Brian Simpson, part of the Air Force’s Human Performance Wing, also spoke about research his department oversees into human learning and cognition during combat, such as work by Christine Vitiello, a research psychologist with the AFRL. Vitiello and a collaborator studied disinformation campaigns around Taiwan’s 2024 elections and the effectiveness of China’s efforts to sow distrust among voters.
“Actually, Taiwan, its citizens did a very good job at squashing that disinformation, and they stayed relatively strong,” she said. “So we’re trying to look at that and see: What were the lessons learned, and what makes Taiwan different from maybe some other communities across the world?”
To apply for a grant, university researchers must review requests for proposals, scope their projects based on Air Force priorities and determine which of several thematic research portfolios their work falls within, Blaha said. For most Ohio State faculty and students at the event, this was the Information and Networks portfolio, which supports research on cybersecurity, machine intelligence, cognitive neuroscience and other similar topics through specialized programs. One of these, Trust and Influence, felt particularly relevant for researchers in the Department of Psychology, which is widely recognized for its scholarship on attitudes and persuasion.

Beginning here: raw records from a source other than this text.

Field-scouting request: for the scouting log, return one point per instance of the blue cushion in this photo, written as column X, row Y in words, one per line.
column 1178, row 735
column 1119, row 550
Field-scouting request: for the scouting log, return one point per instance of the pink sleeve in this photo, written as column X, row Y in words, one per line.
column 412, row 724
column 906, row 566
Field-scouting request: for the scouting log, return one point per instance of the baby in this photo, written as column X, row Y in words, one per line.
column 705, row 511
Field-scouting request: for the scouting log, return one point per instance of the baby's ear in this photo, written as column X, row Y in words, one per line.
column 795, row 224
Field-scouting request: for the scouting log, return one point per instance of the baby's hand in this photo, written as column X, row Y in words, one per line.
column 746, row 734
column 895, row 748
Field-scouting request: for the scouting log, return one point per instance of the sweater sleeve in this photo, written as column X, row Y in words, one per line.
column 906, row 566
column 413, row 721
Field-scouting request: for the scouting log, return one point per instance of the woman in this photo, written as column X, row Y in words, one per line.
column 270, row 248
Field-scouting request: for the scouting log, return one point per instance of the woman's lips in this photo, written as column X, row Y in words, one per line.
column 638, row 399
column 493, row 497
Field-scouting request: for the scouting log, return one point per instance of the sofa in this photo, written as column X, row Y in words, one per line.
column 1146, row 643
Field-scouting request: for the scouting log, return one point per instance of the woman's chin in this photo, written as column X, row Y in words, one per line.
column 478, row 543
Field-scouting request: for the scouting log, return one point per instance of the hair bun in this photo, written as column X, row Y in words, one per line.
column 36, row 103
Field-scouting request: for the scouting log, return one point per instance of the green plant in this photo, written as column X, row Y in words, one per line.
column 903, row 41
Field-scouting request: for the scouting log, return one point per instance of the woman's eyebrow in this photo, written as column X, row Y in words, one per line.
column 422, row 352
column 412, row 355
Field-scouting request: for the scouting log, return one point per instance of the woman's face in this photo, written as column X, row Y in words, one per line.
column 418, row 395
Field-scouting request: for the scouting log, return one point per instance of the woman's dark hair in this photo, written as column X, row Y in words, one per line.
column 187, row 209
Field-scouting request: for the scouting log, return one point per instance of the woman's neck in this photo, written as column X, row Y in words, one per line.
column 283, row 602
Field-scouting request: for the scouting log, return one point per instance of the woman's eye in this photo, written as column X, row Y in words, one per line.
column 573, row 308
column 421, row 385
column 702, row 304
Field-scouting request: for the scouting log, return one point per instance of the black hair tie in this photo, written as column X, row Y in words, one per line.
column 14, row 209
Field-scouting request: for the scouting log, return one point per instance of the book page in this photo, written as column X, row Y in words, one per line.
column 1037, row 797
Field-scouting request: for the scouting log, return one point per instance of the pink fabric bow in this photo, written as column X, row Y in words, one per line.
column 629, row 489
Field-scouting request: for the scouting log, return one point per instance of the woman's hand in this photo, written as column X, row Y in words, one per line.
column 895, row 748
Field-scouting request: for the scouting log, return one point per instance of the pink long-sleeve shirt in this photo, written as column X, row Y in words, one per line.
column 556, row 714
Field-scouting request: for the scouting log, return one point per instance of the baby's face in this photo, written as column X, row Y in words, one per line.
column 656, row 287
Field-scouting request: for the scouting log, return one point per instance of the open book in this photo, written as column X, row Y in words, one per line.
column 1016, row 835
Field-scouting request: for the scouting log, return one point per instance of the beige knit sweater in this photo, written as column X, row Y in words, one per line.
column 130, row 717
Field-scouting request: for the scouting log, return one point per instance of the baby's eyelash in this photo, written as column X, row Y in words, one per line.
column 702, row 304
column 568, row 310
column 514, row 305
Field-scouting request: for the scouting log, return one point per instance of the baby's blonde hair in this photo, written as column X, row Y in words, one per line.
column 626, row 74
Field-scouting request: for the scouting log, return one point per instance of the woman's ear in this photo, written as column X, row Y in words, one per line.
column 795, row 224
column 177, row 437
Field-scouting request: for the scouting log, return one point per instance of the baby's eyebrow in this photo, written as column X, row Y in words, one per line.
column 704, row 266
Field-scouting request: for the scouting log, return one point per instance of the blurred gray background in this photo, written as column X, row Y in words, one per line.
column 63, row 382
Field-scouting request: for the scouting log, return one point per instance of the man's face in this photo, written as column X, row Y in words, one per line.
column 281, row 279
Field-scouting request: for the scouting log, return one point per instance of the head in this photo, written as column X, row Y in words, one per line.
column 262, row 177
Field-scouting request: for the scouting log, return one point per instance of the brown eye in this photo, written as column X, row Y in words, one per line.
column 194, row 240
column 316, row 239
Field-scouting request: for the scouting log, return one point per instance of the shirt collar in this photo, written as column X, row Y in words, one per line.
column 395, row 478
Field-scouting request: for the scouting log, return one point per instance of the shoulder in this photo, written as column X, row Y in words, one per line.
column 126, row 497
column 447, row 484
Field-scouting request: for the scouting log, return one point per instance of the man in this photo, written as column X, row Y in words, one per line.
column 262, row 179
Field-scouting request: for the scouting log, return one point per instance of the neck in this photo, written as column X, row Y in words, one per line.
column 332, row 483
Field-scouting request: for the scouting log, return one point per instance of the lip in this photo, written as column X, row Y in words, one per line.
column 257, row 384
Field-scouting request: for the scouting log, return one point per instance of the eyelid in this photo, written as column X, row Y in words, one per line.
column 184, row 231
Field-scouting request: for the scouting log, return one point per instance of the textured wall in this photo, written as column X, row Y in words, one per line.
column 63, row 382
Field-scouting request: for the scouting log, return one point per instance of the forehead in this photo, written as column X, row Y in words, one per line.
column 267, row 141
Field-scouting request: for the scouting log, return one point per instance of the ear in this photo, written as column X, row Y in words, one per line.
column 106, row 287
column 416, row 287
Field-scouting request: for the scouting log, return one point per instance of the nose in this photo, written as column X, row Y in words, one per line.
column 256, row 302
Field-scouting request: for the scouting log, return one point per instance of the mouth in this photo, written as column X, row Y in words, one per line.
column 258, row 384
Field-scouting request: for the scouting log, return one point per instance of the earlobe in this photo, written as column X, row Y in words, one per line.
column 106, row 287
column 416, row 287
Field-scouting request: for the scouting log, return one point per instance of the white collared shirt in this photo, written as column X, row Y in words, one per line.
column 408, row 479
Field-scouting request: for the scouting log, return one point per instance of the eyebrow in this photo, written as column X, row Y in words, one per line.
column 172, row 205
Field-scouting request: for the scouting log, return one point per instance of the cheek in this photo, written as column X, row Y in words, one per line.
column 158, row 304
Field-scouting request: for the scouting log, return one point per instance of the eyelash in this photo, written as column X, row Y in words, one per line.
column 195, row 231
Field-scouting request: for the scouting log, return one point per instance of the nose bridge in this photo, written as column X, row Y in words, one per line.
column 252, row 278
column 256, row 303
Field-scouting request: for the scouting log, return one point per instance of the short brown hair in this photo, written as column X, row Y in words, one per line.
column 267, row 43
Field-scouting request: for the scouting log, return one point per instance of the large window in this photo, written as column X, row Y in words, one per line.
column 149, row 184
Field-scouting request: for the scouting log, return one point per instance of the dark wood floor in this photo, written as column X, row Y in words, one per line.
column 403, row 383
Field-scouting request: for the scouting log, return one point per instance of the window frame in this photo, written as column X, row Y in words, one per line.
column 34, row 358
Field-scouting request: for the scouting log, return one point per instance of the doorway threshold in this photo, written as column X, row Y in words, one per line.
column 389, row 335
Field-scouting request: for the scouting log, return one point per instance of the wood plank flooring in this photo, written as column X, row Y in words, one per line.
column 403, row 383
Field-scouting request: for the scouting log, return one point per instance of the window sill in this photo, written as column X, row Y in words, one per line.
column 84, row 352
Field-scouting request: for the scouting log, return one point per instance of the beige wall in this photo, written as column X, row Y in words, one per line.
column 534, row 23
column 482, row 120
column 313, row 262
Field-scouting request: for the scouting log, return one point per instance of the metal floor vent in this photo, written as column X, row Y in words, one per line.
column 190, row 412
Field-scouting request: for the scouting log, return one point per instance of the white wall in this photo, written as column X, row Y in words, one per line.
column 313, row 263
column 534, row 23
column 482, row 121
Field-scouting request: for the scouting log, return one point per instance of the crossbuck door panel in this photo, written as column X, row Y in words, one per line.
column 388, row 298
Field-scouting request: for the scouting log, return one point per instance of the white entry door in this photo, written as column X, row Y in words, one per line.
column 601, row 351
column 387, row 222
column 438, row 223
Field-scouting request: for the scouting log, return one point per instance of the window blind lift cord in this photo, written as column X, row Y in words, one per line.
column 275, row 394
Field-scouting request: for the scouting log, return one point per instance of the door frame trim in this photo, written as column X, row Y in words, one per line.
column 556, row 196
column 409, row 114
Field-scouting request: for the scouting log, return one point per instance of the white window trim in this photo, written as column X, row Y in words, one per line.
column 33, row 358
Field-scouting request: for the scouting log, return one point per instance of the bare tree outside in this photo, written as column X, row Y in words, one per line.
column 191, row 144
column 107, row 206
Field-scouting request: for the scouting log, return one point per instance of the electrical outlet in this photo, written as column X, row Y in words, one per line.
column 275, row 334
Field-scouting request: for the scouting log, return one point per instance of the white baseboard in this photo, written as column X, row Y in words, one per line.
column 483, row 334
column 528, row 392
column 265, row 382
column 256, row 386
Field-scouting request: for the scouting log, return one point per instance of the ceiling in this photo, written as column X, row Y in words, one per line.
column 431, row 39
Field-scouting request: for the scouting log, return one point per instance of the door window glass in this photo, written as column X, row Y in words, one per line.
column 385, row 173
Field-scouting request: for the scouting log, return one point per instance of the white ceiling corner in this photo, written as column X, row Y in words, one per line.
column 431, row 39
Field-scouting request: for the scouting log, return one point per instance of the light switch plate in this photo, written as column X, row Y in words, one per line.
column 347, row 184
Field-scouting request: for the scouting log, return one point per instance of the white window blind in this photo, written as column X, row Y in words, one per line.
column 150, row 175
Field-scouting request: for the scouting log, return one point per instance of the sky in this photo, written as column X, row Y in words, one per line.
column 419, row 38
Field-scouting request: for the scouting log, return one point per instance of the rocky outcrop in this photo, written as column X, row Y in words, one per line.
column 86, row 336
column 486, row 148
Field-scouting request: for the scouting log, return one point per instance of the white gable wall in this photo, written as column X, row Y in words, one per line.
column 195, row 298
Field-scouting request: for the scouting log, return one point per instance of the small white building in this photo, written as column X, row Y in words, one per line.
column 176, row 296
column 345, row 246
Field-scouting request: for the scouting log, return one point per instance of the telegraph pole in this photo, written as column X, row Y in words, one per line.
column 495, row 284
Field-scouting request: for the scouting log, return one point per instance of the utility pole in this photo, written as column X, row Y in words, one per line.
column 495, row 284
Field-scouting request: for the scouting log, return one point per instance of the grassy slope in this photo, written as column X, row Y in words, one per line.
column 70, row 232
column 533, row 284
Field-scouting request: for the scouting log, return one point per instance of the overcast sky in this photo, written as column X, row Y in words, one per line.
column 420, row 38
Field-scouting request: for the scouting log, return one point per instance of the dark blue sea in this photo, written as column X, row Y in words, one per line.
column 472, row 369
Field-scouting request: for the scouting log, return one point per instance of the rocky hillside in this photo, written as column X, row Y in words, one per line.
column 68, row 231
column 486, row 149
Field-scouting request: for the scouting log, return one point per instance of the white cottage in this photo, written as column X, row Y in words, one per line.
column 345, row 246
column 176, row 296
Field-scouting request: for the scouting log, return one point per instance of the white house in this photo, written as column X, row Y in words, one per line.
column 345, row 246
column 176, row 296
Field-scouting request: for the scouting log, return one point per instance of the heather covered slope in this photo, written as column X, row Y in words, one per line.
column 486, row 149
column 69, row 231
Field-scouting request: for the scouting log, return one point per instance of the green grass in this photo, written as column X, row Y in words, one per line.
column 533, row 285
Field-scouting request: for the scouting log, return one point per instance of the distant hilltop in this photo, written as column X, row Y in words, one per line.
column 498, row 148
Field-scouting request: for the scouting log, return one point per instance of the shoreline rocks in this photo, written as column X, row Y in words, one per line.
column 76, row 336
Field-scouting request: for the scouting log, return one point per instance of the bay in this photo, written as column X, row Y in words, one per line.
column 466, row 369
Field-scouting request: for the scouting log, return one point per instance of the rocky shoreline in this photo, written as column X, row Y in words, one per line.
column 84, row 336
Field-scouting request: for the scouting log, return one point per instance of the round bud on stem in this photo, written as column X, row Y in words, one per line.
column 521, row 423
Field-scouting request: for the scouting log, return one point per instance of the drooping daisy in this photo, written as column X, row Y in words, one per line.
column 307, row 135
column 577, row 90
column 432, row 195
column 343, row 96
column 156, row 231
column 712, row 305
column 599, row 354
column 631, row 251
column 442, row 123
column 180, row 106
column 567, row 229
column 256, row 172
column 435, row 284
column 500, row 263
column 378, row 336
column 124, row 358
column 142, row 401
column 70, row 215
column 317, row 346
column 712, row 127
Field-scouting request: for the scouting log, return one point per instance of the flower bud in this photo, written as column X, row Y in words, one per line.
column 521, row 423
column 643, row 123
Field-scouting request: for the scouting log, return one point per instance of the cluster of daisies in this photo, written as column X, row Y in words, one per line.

“The key is [the Air Force sees] basic research as crucial to informing and improving the applied aspects of their mission,” said Duane Wegener, a professor of social psychology and chair of the department.
Before submitting full proposals, researchers also need to discuss and refine their ideas with ARFL program officers, Blaha said. These channels of communication remain open, she stressed, particularly after a grant is awarded.
“Be part of our ecosystem. We want to partner,” she said. “It’s not quite in our nature to just give you a grant and hope for the best in a few years. We want to hear from you regularly.”
Some Ohio State faculty were able to get a head start on these discussions during the October program.
After the public presentations, Kentaro Fujita, a psychology professor and co-director of the Decision Sciences Collaborative, was one of several researchers to meet with AFRL and AFOSR representatives and invited them to attend a November symposium on computational social science. Featuring influential scholar Matthew Salganik of Princeton University as the keynote speaker, the event would cover some of the novel methodologies the Air Force seeks to promote, Fujita explained, such as machine-learning, text-analysis and large-language models.
Wegener, incoming psychology professor Kurt Gray and Kelly Garrett, who directs the School of Communication, also had the chance to tell AFRL and AFOSR scientists about Ohio State’s new Collaborative on the Science of Polarization and Misinformation (C-SPAM). Launched in 2024, the initiative studies the science behind current societal divisions and the false and misleading information that often fuels them – topics that resonated with the Air Force scientists. One emphasized his concern about auditory deep fakes and the potential risks they create during combat.
“It’s almost like bringing zero trust in human [communication],” he said.
Wegener said he was excited about the social science partnerships these kinds of shared interests could lead to, particularly involving national security.
Garrett was, too. “There is latent potential here,” he said.